The first night began with sets from Detroit’s own Protomartyr and master of funk R&B Thundercat, which my coworker Jack Brandon covers below.
Friday night featured a private after party at Third Man Records for VIP ticket holders with DJ sets from the University of Michigan’s very own Matthew Dear and his label-mate Shigeto (also from Ann Arbor). Attendees didn’t really start to stream in until 11:30 p.m., but the artists kept a steady stream of their widely praised house music during our entire stay. Yet, it seemed to function as more of a social function for the VIPs, whose interest in the beats was transient at best. Nonetheless, the music was killer, the bar was open and the Third Man Records storefront has always been one of the best and most unique spots to catch live music in Detroit.

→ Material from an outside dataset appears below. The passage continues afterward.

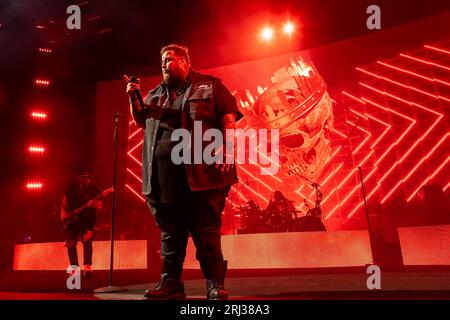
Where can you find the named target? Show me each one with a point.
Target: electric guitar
(72, 216)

Saturday brought the all-star combo of Detroit’s Danny Brown and LA’s Joyce Manor. In what can either be a stroke of luck or genius by Vans, the two artists were a match made in heaven for the alt/punk crowd — Joyce Manor being one of the scene’s biggest pop-punk bands today and Danny Brown’s upbeat, biting hip hop being some of the most widely beloved among this crowd.
Joyce Manor, whose tracks average approximately a minute and a half in length, was able to rip through over 20 songs during their 45-minute set, keeping small talk to a minimum and the snare drum on blast. As a band that started with loveable, albeit messy melodies, their growth has begun to leak into their back catalogue, opening with fan favorite “Heart Tattoo” and then deep cut “Derailed,” both of which have truly never sounded better. They only tossed in a couple of newer tracks from 2018’s Million Dollars to Kill Me, balancing their set with aggressive older tracks among the more pop-inflected new ones. Since their inception, Joyce Manor has been an unstoppable force in pop punk, and Saturday’s performance absolutely cemented them as some of the genre’s greatest.

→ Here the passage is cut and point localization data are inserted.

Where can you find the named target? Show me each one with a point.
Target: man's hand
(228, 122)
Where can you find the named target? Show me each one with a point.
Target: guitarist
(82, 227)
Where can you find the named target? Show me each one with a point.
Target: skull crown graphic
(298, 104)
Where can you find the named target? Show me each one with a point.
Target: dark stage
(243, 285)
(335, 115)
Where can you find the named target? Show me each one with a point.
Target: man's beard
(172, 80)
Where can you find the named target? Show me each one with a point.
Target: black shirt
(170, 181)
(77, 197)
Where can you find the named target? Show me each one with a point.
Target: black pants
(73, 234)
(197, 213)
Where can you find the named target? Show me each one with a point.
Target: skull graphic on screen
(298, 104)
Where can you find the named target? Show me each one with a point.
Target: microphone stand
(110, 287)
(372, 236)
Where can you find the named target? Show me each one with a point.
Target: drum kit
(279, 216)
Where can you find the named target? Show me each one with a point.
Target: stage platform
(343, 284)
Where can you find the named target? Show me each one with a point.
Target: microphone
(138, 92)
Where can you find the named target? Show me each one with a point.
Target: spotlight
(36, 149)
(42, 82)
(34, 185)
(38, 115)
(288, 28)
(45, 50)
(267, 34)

After my few days at the pop-up, I can only hope Vans returns next year (hopefully in warmer weather as well), taking advantage of all the ways Detroit has begun to thrive as a cultural center for art and music. Transforming a Midtown school into a small artsy haven proved to be an incredible experience, bringing together artists of multiple genres and mediums without pretentiousness or inaccessibility. With so much to do in Detroit now, House of Vans offered a small glimpse at everything this city has to offer.

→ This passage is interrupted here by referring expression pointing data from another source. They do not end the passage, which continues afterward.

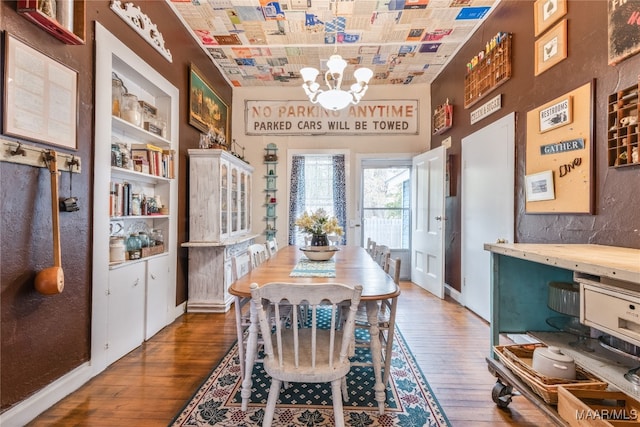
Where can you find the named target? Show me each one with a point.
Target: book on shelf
(120, 196)
(153, 160)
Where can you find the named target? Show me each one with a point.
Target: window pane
(386, 212)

— Dom Polsinelli, Daily Arts Writer
In the gym of The Jefferson School, Protomartyr’s maturity and aggression juxtaposed with a space of youth and insecurity recontextualized the sound of Protomartyr’s music. When I saw them back at The Blind Pig a few months ago, I had thought them noisy, past prime, but in a high school gym, I understood them better. So many teenagers want to converge with the assertiveness that Protomartyr exhibits. The group was relentless, enduring. Lead singer Joe Casey stands on stage like he’s pissed off at you, barking and singing, and I could only share that confident, this-is-how-I-feel-so-you-will-too energy he radiated. Putting this post-punk outfit on the stage of the gym, performing without any fright or indecisiveness turned me into a believer. There’s virtue in being strong willed. Protomartyr ended their set by reminding the audience to be kind to those left out in the cold, which resonates with truth in this current weather. Despite the nostalgia of the high school, Protomartyr didn’t let the audience indulge too much.
The sobriety of Protomartyr was dispelled, however, the moment Thundercat and company took the stage. He sauntered on stage, effortless, bathed in colorful light and behind a set sunglasses. They started to jam, and the intensity of the first set melted away, and the atmosphere of the gym felt permeable; so much so, actually, that a few members of the audience felt it acceptable to heckle the House of Vans sound engineers during the set. Thundercat paid it no mind. The compassion that comes with jamming and solos won out, in the end, and by the time closers “Friend Zone” and “Them Changes” played, I felt like I had experienced the ends of an extreme: Protomartyr’s shouts of self and Thundercat’s easy connectedness.